Nutrition and Brain Health

Nutrition and Brain Health jesse orrico 60373 unsplash 1

Working in a hospital with a focus on addiction and mental health, the impact of nutrition on the overall brain and mental health is very apparent. It should be no surprise to learn that what you eat and drink has a direct effect on the health of your brain.

Like other body parts, the brain needs nutrition for optimal structure and function. The brain is largely made up of protein and fat and it needs a steady supply of vitamins and minerals to function properly. In turn, the health of your brain influences your overall mental health including moods.

While the brain only accounts for 2% of your body weight, it accounts for approximately 25% of your metabolic demands. Without a healthy diet, performance suffers.

The brain is made up of billions of nerve cells called neurons (we have about 86 billion of them, give or take). Each neuron has several points of contact with other neurons via synapses – about 100 trillion or so. These synapses are how the brain cells ‘talk’ to each other and are responsible for your feelings, consciousness, memory, mood and more.

Diet, and therefore nutrition, plays a central role in how well all of this works together. Here are 5 ways:

1. Structure

About 60% of the brain is fat. The quality of the fat in your diet will influence the quality of fat in your brain. Ideally about 15-20% of that fat would be omega-3s provided the diet supplies enough of them.

Regarding the omega-3 content in the brain, DHA makes up about 92% of the total.

PRO TIP: not all omega-3s are created equal. The plant form, alpha-linolenic acid (ALA) is not the same as EPA and DHA, which are the more biologically potent. Your brain is craving EPA and DHA.

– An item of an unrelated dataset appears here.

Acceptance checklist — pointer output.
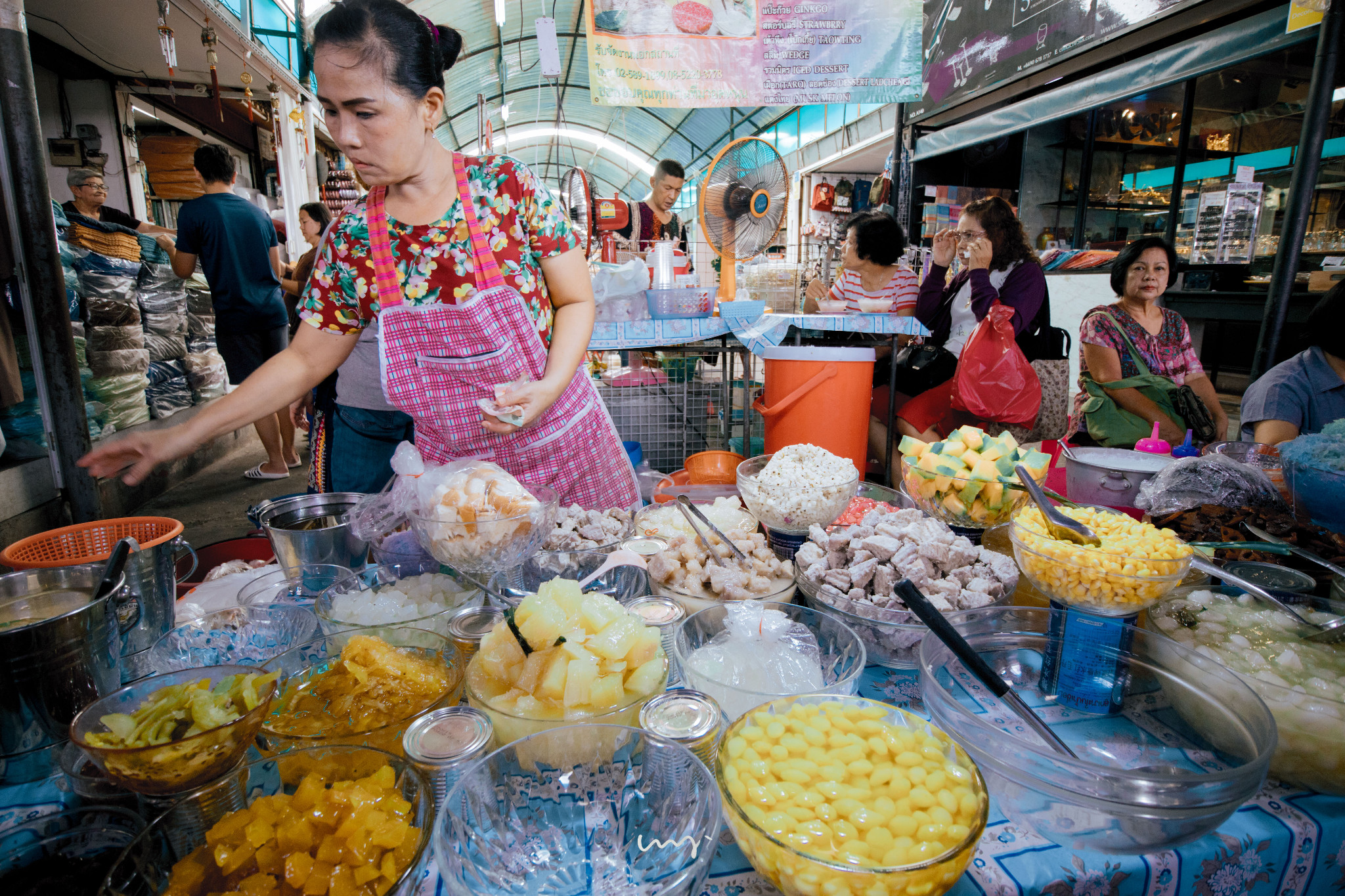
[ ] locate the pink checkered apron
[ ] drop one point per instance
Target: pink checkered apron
(439, 360)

Best sources of EPA and DHA

  • Any fish or seafood
  • Omega-3 fortified eggs
  • Supplements
    • Fish oil
    • Calamari (squid) oil

Algae oil

2. Fuel

Carbohydrate is digested/broken down to glucose, a sugar that our brains use for fuel. In fact, the brain uses about 20% of all the carbohydrate you eat. 

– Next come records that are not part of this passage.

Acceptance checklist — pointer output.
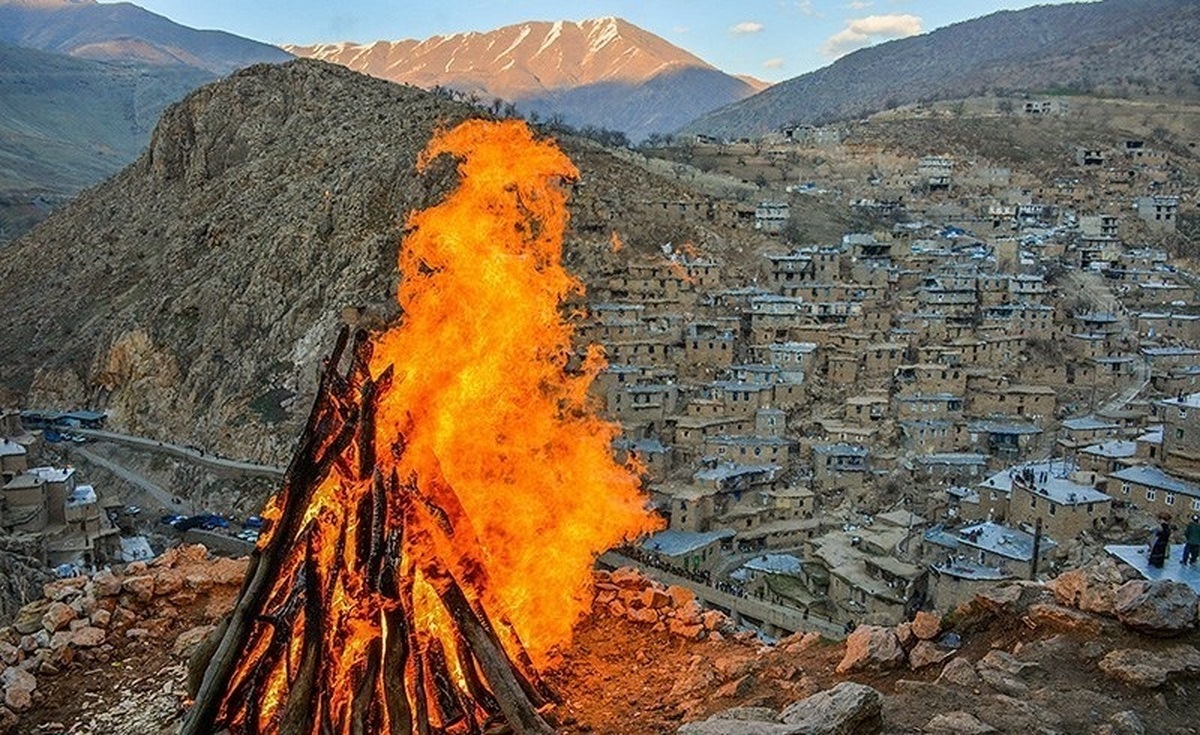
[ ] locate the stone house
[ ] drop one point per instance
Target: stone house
(1066, 508)
(1181, 434)
(839, 465)
(1155, 491)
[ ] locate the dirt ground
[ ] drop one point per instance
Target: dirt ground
(621, 677)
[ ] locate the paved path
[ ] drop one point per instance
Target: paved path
(186, 453)
(138, 480)
(790, 620)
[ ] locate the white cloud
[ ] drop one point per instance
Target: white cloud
(745, 28)
(871, 29)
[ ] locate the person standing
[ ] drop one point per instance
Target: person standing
(1161, 545)
(1192, 541)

Good sources of carbohydrate are:

  • Fruit & starchy vegetables
  • Grains & grain products
  • Milk & yogurt
  • Legumes: chickpeas, lentils, dried beans and peas

Whole food sources of carbohydrate will also have other brain-loving nutrients like vitamins, minerals, and phytonutrients.

3. Protein

Dietary protein is broken down into amino acids, which are the very building blocks of neurotransmitters.

Sources of protein include:

  • Fish, meats, poultry
  • Eggs, cheese, milk
  • Legumes: chickpeas, lentils, dried beans and peas
  • Whole grains, nuts & seeds

4. Protection

The brain uses a lot of oxygen and glucose for energy production and it is exposed to pollutants and toxins from everyday living. Therefore it is very susceptible to damage but many dietary compounds provide protection, e.g. antioxidants and anti-inflammatory phytonutrients.

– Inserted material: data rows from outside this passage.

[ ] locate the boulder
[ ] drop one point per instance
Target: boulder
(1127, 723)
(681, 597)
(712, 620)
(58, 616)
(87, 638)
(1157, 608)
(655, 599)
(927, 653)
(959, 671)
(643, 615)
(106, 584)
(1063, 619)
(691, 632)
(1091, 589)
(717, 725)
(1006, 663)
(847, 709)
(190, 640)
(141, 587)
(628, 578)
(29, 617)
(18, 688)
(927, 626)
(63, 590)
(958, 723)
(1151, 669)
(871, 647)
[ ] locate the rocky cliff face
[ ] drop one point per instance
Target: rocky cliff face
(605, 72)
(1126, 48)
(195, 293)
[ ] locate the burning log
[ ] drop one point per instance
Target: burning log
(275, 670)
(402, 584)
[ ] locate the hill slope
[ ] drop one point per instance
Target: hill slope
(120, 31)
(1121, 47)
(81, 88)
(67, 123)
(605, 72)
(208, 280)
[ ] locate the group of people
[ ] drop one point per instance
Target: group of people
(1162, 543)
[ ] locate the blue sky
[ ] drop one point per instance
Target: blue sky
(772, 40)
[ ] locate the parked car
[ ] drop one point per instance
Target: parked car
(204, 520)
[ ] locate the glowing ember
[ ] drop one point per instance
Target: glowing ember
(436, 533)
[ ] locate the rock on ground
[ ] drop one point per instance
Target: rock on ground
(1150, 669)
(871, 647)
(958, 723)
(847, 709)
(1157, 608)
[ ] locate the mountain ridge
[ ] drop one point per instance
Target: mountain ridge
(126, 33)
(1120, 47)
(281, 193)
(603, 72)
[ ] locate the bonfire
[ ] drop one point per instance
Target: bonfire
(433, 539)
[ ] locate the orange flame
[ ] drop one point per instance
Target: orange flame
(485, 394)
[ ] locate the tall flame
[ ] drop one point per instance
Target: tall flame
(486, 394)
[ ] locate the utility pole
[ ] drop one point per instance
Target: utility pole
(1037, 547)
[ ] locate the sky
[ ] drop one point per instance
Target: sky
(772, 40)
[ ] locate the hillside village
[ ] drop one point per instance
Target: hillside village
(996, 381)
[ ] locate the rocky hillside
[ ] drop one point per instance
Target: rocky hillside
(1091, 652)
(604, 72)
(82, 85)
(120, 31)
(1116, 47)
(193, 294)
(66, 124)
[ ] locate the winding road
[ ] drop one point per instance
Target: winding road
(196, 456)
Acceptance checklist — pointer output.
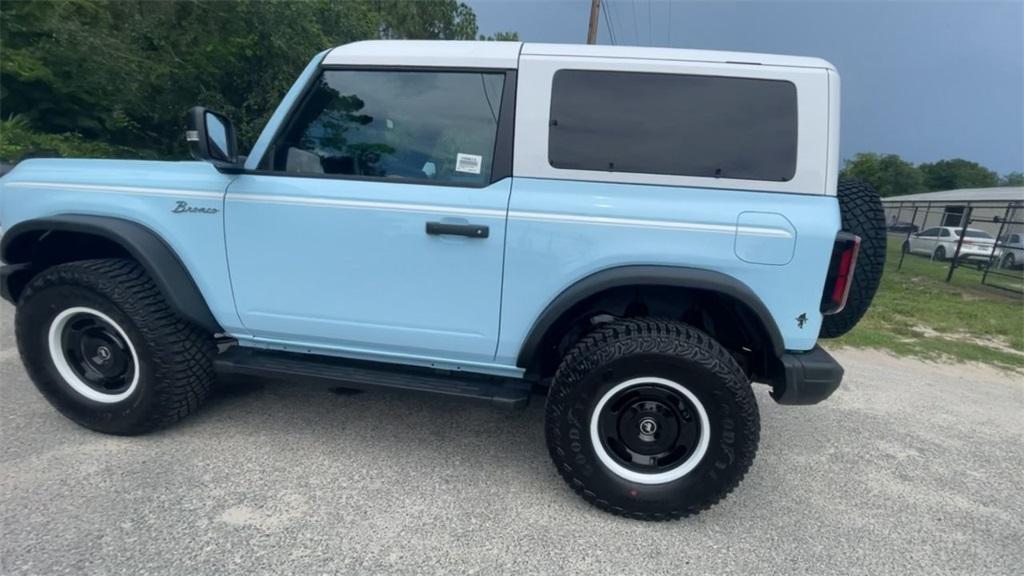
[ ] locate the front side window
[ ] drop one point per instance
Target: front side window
(433, 126)
(673, 124)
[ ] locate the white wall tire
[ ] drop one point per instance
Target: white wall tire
(158, 368)
(71, 377)
(677, 471)
(595, 383)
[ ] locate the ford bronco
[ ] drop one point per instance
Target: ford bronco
(638, 233)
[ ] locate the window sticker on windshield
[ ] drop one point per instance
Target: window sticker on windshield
(468, 163)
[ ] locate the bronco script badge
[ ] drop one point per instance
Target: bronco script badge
(182, 207)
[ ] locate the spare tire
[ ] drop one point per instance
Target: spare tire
(862, 214)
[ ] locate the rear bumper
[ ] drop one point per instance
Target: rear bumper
(806, 377)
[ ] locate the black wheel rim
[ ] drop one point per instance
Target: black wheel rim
(97, 354)
(649, 428)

 For protection, think “P”; P for protection and P for plants. Any and all plant foods are good, not just those that have been heavily promoted such as green tea, goji berries, and pomegranate. Fruits, vegetables, whole grains, legumes, nuts, seeds, and even fresh and dried herbs and spices all count.

A standout phytonutrient for brain health is lutein. This carotenoid is specifically concentrated in the brain, again if there’s enough of it in the diet. Lutein helps to preserve cognitive function. Also, studies show that those with early dementia benefit from increasing their intake of lutein-rich foods where lutein can slow down the rate of cognitive decline.

 Good sources of lutein include:

  • Corn, avocado, green peas, broccoli
  • Brussels sprouts, dandelion
  • Egg yolk
  • Spinach, kale, swiss chard, collard, beet, turnip, and mustard greens

5. Co-factors

Your brain uses all vitamins and minerals to best its best. Poor quality diets are associated with greater risk for depression, worsening anxiety, and an increased risk for dementia. Some of the heavy hitters for brain health include the B vitamins including choline, vitamins C, D, and E, and the minerals magnesium, iodine, zinc and selenium.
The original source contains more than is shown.